Gold has many fans among investors, but detractors have good points. There have been periods in which gold has rewarded investors well, but over the long haul, gold has significantly underperformed alternatives such as stocks and bonds. Anyone who wants gold in their portfolio might want to limit it to a relatively modest portion.
Foolish Trivia
Name That Company
I trace my roots back to the 1986 opening of my first store, in Brighton, Massachusetts. Within two years, I had 16 stores, succeeding by targeting a layer of office products distributors. I bought direct delivery and online sales specialist Quill in 1998. Today, I boast roughly 1,000 stores, and employ more than 34,000 people; I serve millions of customers including small businesses, remote workers, parents, teachers, students and others, offering everything from furniture to pens to cleaning products. I'm no longer a publicly traded company, as I was bought by the Sycamore Partners private equity firm in 2017. Who am I?
Last Week's Trivia Answer
I trace my roots back to the 1976 opening of a store in San Diego called Price Club that catered to small businesses. It later opened to other members and became a warehouse club pioneer.

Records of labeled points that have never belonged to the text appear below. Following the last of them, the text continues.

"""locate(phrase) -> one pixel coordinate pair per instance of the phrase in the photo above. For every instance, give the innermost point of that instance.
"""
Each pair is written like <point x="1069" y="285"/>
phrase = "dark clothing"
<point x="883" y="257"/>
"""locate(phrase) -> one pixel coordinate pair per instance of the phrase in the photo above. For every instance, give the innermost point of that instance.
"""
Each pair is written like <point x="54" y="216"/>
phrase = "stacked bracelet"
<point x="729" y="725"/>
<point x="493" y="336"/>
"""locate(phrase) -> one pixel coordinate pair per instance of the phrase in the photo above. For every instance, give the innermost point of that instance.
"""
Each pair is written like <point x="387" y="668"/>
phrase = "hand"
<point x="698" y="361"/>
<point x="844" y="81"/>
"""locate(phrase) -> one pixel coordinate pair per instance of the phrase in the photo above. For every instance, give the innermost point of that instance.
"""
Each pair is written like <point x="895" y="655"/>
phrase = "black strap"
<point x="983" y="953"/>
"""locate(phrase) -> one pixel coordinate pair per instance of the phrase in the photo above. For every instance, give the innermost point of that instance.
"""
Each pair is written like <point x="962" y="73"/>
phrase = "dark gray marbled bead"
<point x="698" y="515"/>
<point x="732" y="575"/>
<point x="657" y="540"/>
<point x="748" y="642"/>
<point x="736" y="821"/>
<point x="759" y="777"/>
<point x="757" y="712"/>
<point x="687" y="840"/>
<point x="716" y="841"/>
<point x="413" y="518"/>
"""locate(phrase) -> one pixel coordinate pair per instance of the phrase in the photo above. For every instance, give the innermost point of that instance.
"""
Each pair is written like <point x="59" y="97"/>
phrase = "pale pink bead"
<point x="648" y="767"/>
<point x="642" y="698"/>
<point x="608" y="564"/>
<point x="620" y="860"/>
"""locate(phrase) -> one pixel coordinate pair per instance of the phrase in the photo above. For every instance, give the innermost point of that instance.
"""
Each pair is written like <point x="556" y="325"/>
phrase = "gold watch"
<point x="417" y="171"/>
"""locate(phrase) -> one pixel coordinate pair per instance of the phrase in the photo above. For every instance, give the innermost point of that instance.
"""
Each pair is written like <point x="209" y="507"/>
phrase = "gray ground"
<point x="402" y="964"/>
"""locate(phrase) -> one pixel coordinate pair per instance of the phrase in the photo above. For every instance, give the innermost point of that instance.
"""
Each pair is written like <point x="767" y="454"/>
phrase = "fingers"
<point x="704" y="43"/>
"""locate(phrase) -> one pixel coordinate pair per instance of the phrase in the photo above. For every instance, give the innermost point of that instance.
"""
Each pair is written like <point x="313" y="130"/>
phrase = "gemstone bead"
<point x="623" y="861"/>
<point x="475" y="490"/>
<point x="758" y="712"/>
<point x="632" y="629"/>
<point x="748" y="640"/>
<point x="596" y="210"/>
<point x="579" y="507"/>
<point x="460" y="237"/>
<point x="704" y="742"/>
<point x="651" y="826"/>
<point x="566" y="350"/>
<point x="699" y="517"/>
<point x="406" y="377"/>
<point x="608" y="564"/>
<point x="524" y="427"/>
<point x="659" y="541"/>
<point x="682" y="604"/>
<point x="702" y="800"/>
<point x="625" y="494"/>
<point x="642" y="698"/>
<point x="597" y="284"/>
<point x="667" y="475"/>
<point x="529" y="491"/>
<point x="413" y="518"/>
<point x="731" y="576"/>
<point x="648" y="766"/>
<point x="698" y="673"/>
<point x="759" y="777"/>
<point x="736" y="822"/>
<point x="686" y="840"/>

Meanwhile, another business (with my current name) opened its first warehouse store in Seattle in 1983, then grew its revenue from zero to $3 billion in just six years. The two companies merged in 1993, forming me. Today, with a recent market value north of $220 billion, I boast almost 850 warehouses worldwide and more than 300,000 employees. Who am I? (Answer: Costco)
The Motley Fool Take
Human Capital Management
Paycom Software (Nasdaq: PAYC) specializes in human capital management (HCM) software, which handles functions such as payroll, recruiting, scheduling, training and benefits administration. Its advantage is that it allows businesses to manage the full employee lifecycle from a single platform, freeing them from having to rely on multiple vendors.
HCM software may not be cutting-edge technology, but Paycom has differentiated itself through product innovation. For example, in 2021 it launched the industry's first self-service payroll software, which automates payroll by requiring employees to review and approve their pay prior to processing. That reduces the time administrators spend correcting payroll errors.
Paycom delivered stellar financial results in its first quarter of 2023; revenue jumped 28% to $452 million, and net income rose 30%. The company has consistently delivered solid financial results. Revenue has increased by 24% annually over roughly the last five years. CEO Chad Richison has stated that Paycom has captured just 5% of its current total addressable market (TAM) and is now expanding internationally.
Paycom would likely struggle during a recession if employment levels fall. But that would be a temporary problem. The stock is attractively priced at recent levels, and looks promising as a long-term investment. (The Motley Fool owns shares of and has recommended Paycom Software.)